Marta Jiménez Miranda

 

Desde que vivo aquí estoy muy acostumbrada al ajetreo de los jornaleros y a ver a muchos tipos de gente, pero la visita que recibí aquella tarde fue de lo más peculiar. Entraba septiembre y a eso de las ocho empezaba a refrescar un poco, además la noche caía ya mucho antes. Iba a ser mi primer otoño en el campo y muy probablemente el último, de modo que ver oscurecer tan temprano me provocaba cierto respeto. Entre los olivos pude distinguir la silueta de un señor bajito y regordete que vestía una ropa muy extraña. A lo que yo estaba acostumbrada era a ver a deportistas con sus chándales, que aprovechaban estas tierras para alejarse del ajetreo y el humo de los coches en el pueblo, a jornaleros con sus clásicas vestimentas y a algún que otro despistado, que paseando a su perro se plantaba cerca de mi casa con zapatos de vestir. Pero no era ninguno de estos casos, aquel señor parecía perdido. Se quedó mirando al horizonte un par de minutos hasta que empezó a gritar, obviamente a nadie, lo que a mí me parecieron órdenes. Más que miedo, empecé a sentir pena, así que intenté llamarle la atención para que se acercase a casa y poder ayudarle. Sin saber cómo me vi gritando el nombre de aquel señor, en ese momento no fui capaz de entender por qué conocía su nombre.

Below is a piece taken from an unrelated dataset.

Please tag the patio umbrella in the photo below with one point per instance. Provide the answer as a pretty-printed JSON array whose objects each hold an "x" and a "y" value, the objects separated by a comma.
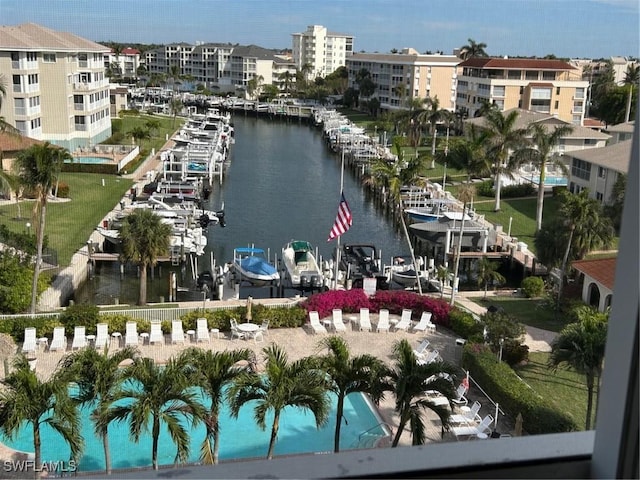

– ¡Justo! ¡Aquí, venga aquí!


Justo se dio media vuelta y me vio. Su sonrisa me resultaba tan familiar que me hizo sentir la ligereza de la infancia, el abrazo de un abuelo o el beso de mi madre. Daba la sensación de que no era la primera vez que nos veíamos.

– Olea, menos mal que te encuentro – me dijo mientras llenaba aquel aire fresco y limpio con un suspiro de alivio.
¿Cómo era posible que aquel señor de extraña vestimenta supiese mi nombre? Aunque bueno, pensándolo bien, él podría saber de mí por la gente del pueblo, pero ¿y yo de él? Nunca tuve una sensación igual al ver a alguien por primera vez.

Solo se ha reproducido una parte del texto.